Highlights in Ladakh

Prayer flags in Leh, Ladakh


Nowhere else in the world would it be described as bustling, however in this remote wilderness, Leh's enchanting stupas and white-washed houses set amongst narrow streets provide an urban patchwork of humanity amidst an otherwise majestic, natural landscape. The colourful alley ways leading to a vibrant bazaar are the perfect place to start your exploration of Ladakh. Chat with the friendly locals, pickup a few words of the language whilst acclimatising to the altitude, particularly if you have arrived by air. If you up to exploring, venture into the alleyways behind the beautiful Jama Masjid and tunnel your way under a maroon door marked 'Chamba Gonba' before winding up a rocky path to the Old Town Cafe and Leh Palace. Here you will find incredible views over the town and the Indus Valley.

Tikse Monastery Ladakh

Thiksey Monastery

Thiksey is the most visited of the many beautiful monasteries in Ladakh due to its proximity to Leh. It is situated 19 kilometres from the city and at an altitude of 3,600m it overlooks the Indus valley and has beautiful views over the Stok mountain range. A bustling mecca for visitors, it is clear to see why as this incredible monastery is the perfect place to explore and experience some of the local culture. Famous for its resemblance to the Potala Palace in Lhasa, the monastery is a twelve-story building stepped into the hillside on which it sits. It holds many pieces of Buddhist art such as thangkas, and stupas; the most famous being a 15 meter tall statue of Maitreya Buddha.

Stok Kangri seen from Leh

Stok Kangri

At 6,121m, Stok Kangri towers over the town of Leh.

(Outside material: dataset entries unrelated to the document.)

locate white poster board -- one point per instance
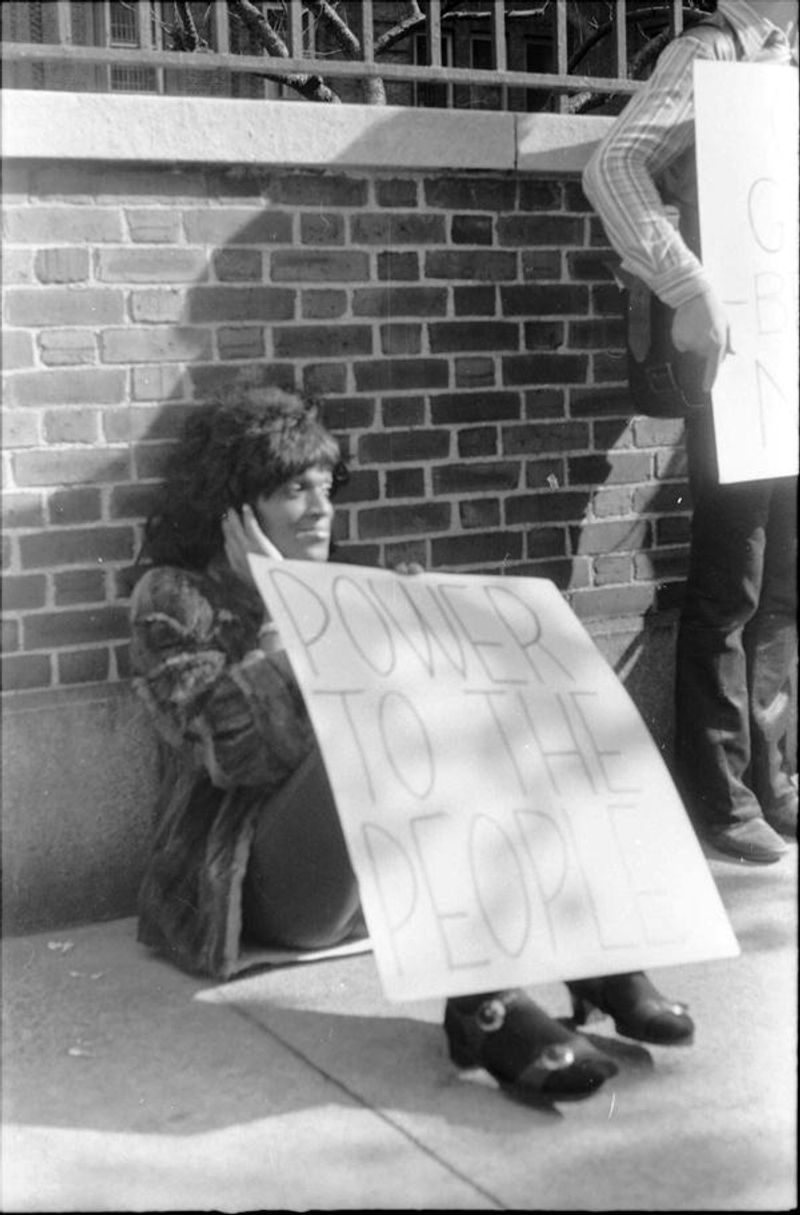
(747, 157)
(507, 814)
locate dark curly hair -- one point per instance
(231, 453)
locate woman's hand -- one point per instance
(242, 535)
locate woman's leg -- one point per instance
(299, 888)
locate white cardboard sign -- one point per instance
(747, 157)
(507, 814)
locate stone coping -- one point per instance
(214, 130)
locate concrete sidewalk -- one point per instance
(131, 1086)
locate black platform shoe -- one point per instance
(527, 1051)
(637, 1007)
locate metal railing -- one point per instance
(360, 55)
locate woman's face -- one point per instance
(297, 516)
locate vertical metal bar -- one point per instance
(367, 32)
(296, 29)
(561, 47)
(499, 35)
(221, 28)
(434, 33)
(620, 32)
(63, 22)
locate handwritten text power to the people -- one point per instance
(507, 814)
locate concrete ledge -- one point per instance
(213, 130)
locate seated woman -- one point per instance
(247, 841)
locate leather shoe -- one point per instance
(781, 812)
(754, 841)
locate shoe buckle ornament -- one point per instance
(491, 1016)
(555, 1057)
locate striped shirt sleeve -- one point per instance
(655, 126)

Part of the Stok Range, this beautiful snow capped peak is surrounded by rainbow valleys and steeped in tradition with prayer flags flying from all the local tea houses. Rated as one of the easiest 6000m peaks in the world to climb, the summit was popular with trekkers but is currently closed due to the impacts of tourism on the mountain.

Khardung La

Sitting at an elevation of 5359 metres, the Khardung La is the second highest navigable road in the world and the gateway to the beautiful Nubra Valley below. Once part of the silk route, the pass is steeped in historical culture and each summer many people will drive to the top of the pass with mountain bikes and enjoy the long the descent on two wheels back to Leh. The highest road in the world is also found in Ladakh, the Umling La reaches nearly 5800m.

Ganda La Pass Ladakh


At the village of Nimmoo, on the Srinagar to Leh highway, the Zanskar river emerges from the mountains and joins the mighty Indus river on its 3180km journey to the Arabian Sea. A truly beautiful sight and well worth a stop if you are passing by.